Arva Moore Parks was a member of the University of Miami Board of Trustees for 26 years.
By Robert C. Jones Jr.

Arva Moore Parks was a member of the University of Miami Board of Trustees for 26 years.

Arva Moore Parks, trustee and noted historian, remembered

By Robert C. Jones Jr.
Preservationist served on the University of Miami Board of Trustees for 26 years and wrote several books on Greater Miami, Coral Gables, and University history.

Arva Moore Parks picked up her sense of history and passion for Miami from her father, Jack Moore. The young lawyer, who moved to the still-fledgling city in 1930 at the height of the Great Depression, “always had his nose in a history book,” Parks said of her father. He was often telling the young Parks to “remember this” as he taught her about Miami’s storied past. 

Those early lessons undoubtedly made a lasting impression on Parks, because years later she would go on to become an acclaimed historian and preservationist well known for documenting the city’s early years. 

Parks, a University of Miami trustee who, through her books, introduced readers to Greater Miami pioneers like George Merrick, the planner and builder of Coral Gables, and was often the first source to whom people turned when they needed information on the Magic City’s rich history, passed away on Sunday, May 10. She was 81. 

“Our institution will forever be enriched by Arva’s remarkable leadership,” said University of Miami President Julio Frenk. “The unique insight she often displayed as a member of our Board of Trustees, her deep understanding of historical events, and her tireless work in preserving the past as a teaching tool for future generations were all part of her valuable legacy at the University. 

“Indeed,” Frenk continued, “she had a profound impact on my own understanding of the University's history, and I will miss her voice.”

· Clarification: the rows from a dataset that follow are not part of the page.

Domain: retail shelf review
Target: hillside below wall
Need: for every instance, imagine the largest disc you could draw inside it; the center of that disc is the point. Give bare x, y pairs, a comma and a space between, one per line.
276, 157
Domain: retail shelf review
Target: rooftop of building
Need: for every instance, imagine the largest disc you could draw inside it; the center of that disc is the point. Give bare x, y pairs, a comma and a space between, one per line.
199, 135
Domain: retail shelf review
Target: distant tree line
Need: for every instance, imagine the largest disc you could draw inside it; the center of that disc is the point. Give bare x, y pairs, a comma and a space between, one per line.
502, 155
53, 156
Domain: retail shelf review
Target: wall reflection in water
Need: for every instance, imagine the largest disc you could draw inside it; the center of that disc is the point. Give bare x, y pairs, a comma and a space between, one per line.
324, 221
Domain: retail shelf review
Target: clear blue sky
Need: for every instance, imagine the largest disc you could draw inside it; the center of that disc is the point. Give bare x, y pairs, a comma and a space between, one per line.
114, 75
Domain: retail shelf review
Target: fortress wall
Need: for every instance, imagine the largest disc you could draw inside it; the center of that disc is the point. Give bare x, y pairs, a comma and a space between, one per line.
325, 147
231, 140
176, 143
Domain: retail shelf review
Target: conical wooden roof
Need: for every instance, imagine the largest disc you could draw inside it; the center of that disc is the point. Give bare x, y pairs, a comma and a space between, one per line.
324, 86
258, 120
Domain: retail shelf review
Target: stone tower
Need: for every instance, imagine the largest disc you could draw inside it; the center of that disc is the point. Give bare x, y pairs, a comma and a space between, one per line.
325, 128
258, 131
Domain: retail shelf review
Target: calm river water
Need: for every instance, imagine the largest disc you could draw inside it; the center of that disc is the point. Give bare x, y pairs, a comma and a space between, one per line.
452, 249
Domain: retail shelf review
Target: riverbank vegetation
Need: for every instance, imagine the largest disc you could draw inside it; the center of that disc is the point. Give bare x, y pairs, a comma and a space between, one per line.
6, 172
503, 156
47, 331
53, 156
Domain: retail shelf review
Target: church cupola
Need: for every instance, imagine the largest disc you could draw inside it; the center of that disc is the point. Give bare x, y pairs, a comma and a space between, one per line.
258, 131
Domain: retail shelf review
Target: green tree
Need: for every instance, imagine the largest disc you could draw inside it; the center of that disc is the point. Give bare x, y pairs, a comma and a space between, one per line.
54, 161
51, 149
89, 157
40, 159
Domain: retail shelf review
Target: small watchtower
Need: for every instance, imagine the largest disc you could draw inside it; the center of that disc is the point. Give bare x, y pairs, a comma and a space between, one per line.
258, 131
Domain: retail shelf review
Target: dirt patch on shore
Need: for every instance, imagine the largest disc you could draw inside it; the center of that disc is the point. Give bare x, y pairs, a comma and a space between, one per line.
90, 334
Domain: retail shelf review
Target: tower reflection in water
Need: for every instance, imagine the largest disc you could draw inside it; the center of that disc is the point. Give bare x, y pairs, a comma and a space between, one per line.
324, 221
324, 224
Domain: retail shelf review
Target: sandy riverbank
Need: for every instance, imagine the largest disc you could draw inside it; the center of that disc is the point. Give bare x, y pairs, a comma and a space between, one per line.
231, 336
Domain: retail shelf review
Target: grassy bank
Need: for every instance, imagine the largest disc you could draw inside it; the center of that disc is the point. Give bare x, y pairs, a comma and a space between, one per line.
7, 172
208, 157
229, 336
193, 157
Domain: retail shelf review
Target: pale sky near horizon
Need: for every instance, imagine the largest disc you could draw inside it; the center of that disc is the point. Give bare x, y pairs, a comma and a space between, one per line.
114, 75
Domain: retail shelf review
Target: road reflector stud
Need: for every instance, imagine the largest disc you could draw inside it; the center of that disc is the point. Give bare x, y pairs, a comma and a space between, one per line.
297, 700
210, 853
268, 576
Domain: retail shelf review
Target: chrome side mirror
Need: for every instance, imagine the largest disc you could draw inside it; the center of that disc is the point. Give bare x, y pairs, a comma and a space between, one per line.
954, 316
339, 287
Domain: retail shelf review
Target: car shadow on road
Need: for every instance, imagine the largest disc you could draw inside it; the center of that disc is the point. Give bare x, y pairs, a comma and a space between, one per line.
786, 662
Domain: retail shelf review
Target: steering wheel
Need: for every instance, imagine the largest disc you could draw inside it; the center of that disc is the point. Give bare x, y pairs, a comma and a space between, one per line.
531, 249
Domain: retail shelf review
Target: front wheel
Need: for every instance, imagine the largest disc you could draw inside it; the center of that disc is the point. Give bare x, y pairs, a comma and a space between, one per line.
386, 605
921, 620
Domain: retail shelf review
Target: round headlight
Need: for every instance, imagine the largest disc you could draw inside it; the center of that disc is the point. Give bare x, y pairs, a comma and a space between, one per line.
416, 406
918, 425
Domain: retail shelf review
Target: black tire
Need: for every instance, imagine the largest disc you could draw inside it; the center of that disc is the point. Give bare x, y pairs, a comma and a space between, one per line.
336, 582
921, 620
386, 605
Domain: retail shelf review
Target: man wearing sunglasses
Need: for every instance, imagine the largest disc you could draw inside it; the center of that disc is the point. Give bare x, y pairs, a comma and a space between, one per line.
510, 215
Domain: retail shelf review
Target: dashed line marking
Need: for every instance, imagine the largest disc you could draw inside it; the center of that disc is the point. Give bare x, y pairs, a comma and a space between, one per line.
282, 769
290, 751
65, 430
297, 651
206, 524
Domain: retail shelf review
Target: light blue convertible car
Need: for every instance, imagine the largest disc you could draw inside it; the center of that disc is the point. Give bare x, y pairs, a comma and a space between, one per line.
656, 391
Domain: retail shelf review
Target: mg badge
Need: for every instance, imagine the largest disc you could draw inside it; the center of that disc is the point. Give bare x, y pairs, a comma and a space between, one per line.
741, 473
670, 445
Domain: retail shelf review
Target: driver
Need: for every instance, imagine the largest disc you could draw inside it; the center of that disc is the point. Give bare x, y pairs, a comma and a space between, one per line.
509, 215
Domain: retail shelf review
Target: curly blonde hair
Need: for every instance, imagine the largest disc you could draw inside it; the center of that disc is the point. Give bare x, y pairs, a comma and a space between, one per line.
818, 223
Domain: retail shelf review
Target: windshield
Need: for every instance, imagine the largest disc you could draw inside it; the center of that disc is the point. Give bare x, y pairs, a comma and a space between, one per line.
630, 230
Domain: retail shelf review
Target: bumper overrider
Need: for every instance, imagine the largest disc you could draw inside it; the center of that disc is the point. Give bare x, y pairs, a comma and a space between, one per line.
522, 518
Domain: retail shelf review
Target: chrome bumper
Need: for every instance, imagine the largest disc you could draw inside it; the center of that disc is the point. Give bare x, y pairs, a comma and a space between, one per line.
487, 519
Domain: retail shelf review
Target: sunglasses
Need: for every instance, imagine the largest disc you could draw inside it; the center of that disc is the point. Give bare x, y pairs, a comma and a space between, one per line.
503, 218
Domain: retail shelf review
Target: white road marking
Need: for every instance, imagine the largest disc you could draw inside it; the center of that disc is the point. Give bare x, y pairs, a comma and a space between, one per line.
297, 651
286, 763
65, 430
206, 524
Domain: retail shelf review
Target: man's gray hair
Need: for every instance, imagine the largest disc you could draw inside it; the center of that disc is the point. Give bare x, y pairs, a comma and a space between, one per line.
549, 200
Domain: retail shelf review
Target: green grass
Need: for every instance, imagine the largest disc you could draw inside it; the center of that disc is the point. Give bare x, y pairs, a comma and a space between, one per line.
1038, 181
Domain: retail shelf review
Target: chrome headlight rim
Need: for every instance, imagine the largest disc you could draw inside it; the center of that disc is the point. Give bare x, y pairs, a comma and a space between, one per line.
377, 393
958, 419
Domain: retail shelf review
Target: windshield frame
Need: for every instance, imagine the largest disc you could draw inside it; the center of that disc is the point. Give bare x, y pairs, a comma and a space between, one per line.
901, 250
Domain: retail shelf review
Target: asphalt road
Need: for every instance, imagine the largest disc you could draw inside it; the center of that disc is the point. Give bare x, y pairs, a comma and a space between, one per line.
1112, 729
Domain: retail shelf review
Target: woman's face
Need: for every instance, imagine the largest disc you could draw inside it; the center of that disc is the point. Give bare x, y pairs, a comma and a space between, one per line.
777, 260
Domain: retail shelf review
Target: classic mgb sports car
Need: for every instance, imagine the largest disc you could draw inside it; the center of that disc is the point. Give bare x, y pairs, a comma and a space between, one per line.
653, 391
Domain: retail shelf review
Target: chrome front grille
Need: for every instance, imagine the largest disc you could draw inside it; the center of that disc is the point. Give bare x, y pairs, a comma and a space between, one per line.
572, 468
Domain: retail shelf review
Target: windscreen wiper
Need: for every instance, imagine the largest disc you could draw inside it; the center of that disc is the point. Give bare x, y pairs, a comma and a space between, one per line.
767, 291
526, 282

Elected to the University’s Board of Trustees in 1994, Parks served on various standing committees and as vice chair of the Academic Affairs Committee. She became a senior trustee in 2009. 

Hilarie Bass, chair of the University of Miami Board of Trustees, remembered Parks as a “highly recognized historian” who brought “a unique perspective to her many community pursuits.” 

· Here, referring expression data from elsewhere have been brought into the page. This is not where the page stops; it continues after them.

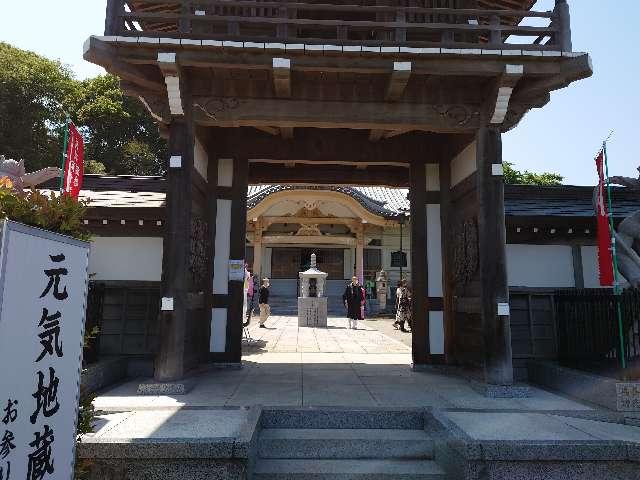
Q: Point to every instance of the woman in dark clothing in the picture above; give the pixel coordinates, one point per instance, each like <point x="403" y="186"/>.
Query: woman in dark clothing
<point x="352" y="298"/>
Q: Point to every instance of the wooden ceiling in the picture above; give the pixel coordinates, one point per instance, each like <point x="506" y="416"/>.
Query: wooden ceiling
<point x="173" y="7"/>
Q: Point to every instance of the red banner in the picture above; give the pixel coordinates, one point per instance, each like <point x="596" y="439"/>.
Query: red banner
<point x="605" y="259"/>
<point x="74" y="166"/>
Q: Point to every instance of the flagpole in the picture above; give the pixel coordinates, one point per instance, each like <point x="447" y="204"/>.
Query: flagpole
<point x="63" y="161"/>
<point x="616" y="274"/>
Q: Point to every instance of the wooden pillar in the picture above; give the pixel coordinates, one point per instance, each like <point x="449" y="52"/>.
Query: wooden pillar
<point x="494" y="300"/>
<point x="170" y="361"/>
<point x="257" y="250"/>
<point x="360" y="255"/>
<point x="418" y="198"/>
<point x="563" y="22"/>
<point x="446" y="206"/>
<point x="228" y="224"/>
<point x="113" y="22"/>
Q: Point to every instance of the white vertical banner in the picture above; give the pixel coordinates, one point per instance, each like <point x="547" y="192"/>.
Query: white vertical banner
<point x="43" y="291"/>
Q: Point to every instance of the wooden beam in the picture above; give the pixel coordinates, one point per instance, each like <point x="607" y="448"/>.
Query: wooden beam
<point x="398" y="81"/>
<point x="395" y="133"/>
<point x="340" y="147"/>
<point x="252" y="112"/>
<point x="505" y="85"/>
<point x="282" y="77"/>
<point x="352" y="222"/>
<point x="171" y="72"/>
<point x="376" y="135"/>
<point x="287" y="132"/>
<point x="328" y="175"/>
<point x="483" y="66"/>
<point x="269" y="130"/>
<point x="293" y="163"/>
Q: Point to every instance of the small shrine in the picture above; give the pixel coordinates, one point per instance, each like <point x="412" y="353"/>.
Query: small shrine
<point x="312" y="303"/>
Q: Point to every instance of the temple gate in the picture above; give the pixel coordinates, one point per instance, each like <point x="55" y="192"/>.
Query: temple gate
<point x="371" y="93"/>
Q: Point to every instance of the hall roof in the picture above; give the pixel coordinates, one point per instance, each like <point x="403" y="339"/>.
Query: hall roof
<point x="520" y="200"/>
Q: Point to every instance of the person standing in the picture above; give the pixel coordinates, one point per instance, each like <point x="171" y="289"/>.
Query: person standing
<point x="250" y="294"/>
<point x="402" y="305"/>
<point x="352" y="298"/>
<point x="263" y="302"/>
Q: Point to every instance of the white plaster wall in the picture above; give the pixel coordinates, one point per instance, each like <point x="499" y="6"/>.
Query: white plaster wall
<point x="266" y="262"/>
<point x="433" y="177"/>
<point x="548" y="266"/>
<point x="590" y="266"/>
<point x="434" y="251"/>
<point x="436" y="333"/>
<point x="349" y="260"/>
<point x="126" y="258"/>
<point x="225" y="172"/>
<point x="464" y="164"/>
<point x="222" y="248"/>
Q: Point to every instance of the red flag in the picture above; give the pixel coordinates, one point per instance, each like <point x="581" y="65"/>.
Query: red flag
<point x="605" y="259"/>
<point x="74" y="166"/>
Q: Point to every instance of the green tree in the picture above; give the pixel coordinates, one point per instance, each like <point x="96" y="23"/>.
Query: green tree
<point x="34" y="92"/>
<point x="513" y="176"/>
<point x="120" y="135"/>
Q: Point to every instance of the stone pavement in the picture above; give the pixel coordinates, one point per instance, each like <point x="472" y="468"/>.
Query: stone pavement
<point x="363" y="378"/>
<point x="285" y="366"/>
<point x="283" y="335"/>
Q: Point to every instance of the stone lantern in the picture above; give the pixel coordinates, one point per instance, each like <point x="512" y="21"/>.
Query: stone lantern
<point x="312" y="304"/>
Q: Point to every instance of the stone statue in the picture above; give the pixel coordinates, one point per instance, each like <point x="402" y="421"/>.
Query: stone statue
<point x="15" y="172"/>
<point x="628" y="237"/>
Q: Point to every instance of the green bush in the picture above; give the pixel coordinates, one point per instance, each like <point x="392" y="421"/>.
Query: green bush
<point x="57" y="213"/>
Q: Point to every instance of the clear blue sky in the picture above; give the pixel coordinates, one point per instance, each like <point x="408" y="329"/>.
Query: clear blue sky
<point x="562" y="137"/>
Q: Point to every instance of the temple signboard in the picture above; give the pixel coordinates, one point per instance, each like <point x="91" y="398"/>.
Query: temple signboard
<point x="43" y="289"/>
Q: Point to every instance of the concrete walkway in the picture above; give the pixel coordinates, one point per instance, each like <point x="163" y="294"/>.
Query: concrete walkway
<point x="291" y="366"/>
<point x="282" y="334"/>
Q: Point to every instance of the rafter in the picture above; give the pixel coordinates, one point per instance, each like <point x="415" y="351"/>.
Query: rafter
<point x="398" y="81"/>
<point x="171" y="71"/>
<point x="503" y="91"/>
<point x="282" y="77"/>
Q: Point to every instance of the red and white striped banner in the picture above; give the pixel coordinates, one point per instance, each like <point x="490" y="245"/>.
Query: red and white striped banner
<point x="605" y="258"/>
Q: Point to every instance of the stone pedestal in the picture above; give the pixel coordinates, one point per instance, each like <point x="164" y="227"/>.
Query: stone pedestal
<point x="312" y="312"/>
<point x="312" y="304"/>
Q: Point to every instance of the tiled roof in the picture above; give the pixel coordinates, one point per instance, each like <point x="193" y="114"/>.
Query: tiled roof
<point x="564" y="201"/>
<point x="379" y="200"/>
<point x="520" y="200"/>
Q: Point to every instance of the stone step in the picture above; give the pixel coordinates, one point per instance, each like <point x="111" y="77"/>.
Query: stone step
<point x="341" y="418"/>
<point x="345" y="443"/>
<point x="271" y="469"/>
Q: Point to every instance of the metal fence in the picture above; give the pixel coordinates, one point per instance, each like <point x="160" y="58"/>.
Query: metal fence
<point x="588" y="329"/>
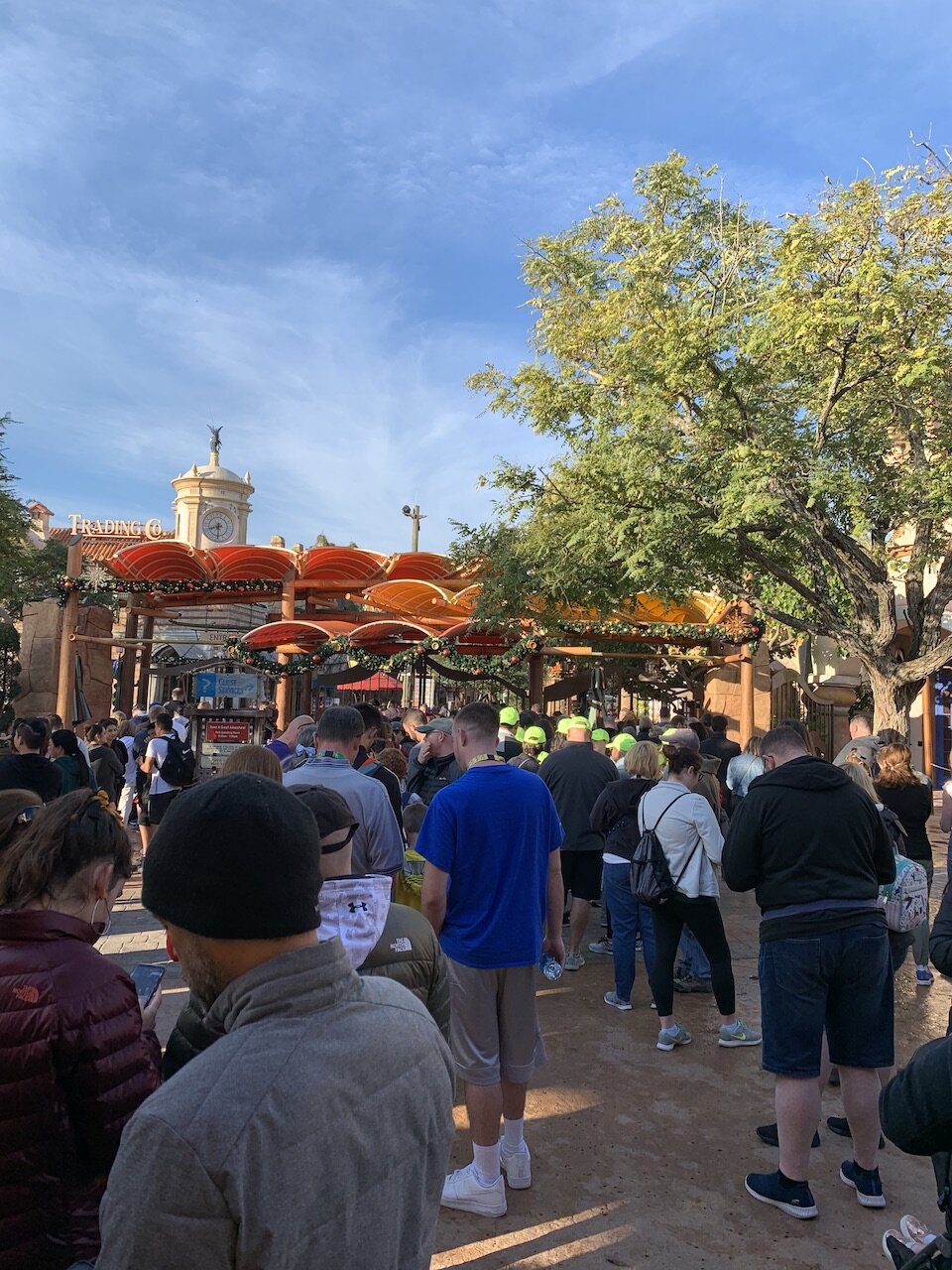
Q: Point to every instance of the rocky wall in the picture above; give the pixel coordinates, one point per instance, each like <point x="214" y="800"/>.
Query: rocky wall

“Sitting next to her at University board meetings, I always thought that she saw every issue through the historical lens of the many great community leaders that had sat in those chairs since the University’s founding some 95 years ago,” Bass said. “Arva had a better understanding of the University’s history than anyone else in the room, and so she understood its challenges and success from a perspective that few others understood. We will very much miss her extraordinary commitment to making our University a world-class institution.” 

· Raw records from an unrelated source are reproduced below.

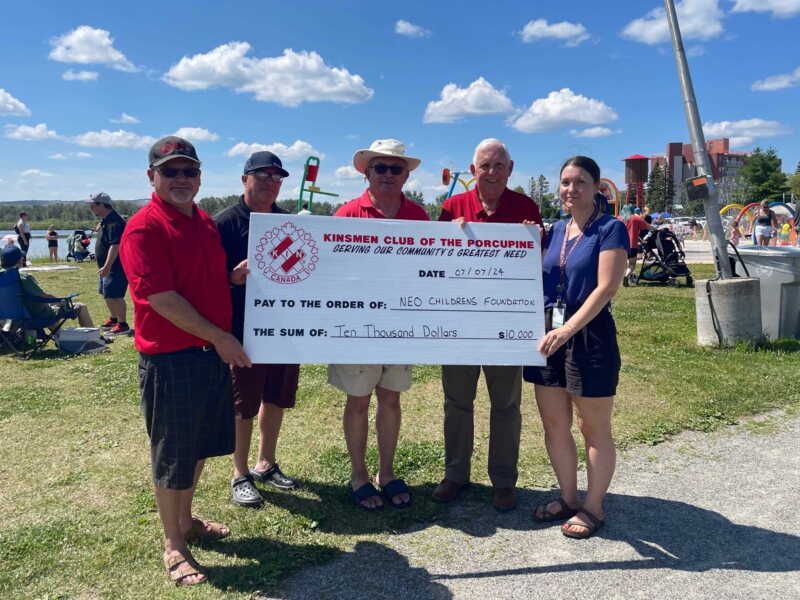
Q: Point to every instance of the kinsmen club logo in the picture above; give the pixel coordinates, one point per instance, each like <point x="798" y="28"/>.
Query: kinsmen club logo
<point x="286" y="254"/>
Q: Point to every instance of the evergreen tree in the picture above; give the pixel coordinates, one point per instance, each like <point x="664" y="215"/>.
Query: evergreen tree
<point x="762" y="173"/>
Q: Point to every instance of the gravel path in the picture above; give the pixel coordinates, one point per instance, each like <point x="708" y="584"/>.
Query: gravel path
<point x="702" y="516"/>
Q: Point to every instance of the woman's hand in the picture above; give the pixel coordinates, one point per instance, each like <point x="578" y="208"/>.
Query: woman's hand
<point x="554" y="339"/>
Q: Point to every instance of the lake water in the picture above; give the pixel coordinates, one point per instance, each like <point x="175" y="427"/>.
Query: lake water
<point x="38" y="247"/>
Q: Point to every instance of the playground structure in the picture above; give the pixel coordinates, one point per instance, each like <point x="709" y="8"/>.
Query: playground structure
<point x="745" y="215"/>
<point x="636" y="170"/>
<point x="450" y="178"/>
<point x="310" y="173"/>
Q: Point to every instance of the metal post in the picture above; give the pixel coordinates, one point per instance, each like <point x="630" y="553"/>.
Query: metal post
<point x="710" y="204"/>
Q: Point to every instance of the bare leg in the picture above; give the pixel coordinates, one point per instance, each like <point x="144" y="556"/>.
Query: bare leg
<point x="173" y="506"/>
<point x="244" y="431"/>
<point x="356" y="426"/>
<point x="555" y="409"/>
<point x="117" y="309"/>
<point x="270" y="418"/>
<point x="594" y="421"/>
<point x="387" y="425"/>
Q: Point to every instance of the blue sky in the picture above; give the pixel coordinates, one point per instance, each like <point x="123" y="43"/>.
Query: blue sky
<point x="86" y="87"/>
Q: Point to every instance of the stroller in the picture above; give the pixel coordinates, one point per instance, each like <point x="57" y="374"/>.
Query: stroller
<point x="664" y="259"/>
<point x="78" y="246"/>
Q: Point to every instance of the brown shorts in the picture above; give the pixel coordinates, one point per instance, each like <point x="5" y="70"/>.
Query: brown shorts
<point x="271" y="384"/>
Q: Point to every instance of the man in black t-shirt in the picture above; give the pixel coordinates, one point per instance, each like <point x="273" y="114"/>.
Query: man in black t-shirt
<point x="113" y="283"/>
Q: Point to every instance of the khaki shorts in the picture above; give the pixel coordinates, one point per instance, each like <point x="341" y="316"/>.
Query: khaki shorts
<point x="361" y="380"/>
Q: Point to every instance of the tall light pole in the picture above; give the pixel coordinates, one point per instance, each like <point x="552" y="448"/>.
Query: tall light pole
<point x="710" y="204"/>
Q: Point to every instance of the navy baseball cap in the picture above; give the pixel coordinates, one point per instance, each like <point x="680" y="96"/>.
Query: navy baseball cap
<point x="263" y="160"/>
<point x="171" y="147"/>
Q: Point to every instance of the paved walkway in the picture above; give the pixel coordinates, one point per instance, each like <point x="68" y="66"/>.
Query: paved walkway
<point x="702" y="516"/>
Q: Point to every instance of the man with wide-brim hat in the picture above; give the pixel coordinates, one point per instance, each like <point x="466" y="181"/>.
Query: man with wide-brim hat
<point x="386" y="168"/>
<point x="173" y="258"/>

For part of her childhood, Parks grew up in what is now Miami’s Little Havana, living in a wooden bungalow, playing with other children in the neighborhood, and frequenting two shopping areas—one on Flagler Street and the other on what was called the Trail, now known as Calle Ocho. 

Upon graduating from the University of Florida with her bachelor’s degree, one of her first jobs out of college was teaching American history and government at her high school alma mater, Miami Edison, during the first year the school was integrated. In a first-person essay that she penned in 2015, Parks recalled having a large group of young Cuban refugees in one of her classes. “They taught me, through example, to respect the Cuban exiles who were moving to Miami,” she wrote. 

A champion of historic preservation, Parks created Coral Gables’ well-known preservation program and helped to spearhead an initiative to renovate the abandoned Biltmore Hotel. She also led the Coral Gables Museum during its establishment. 

But it is her writings and books on Florida, Greater Miami, and University history for which she is best known. Parks earned a M.A. in History from the University of Miami in 1971. She also produced films on Miami and Coconut Grove, earning an Emmy Award from the Florida Academy of Television Arts and Sciences. 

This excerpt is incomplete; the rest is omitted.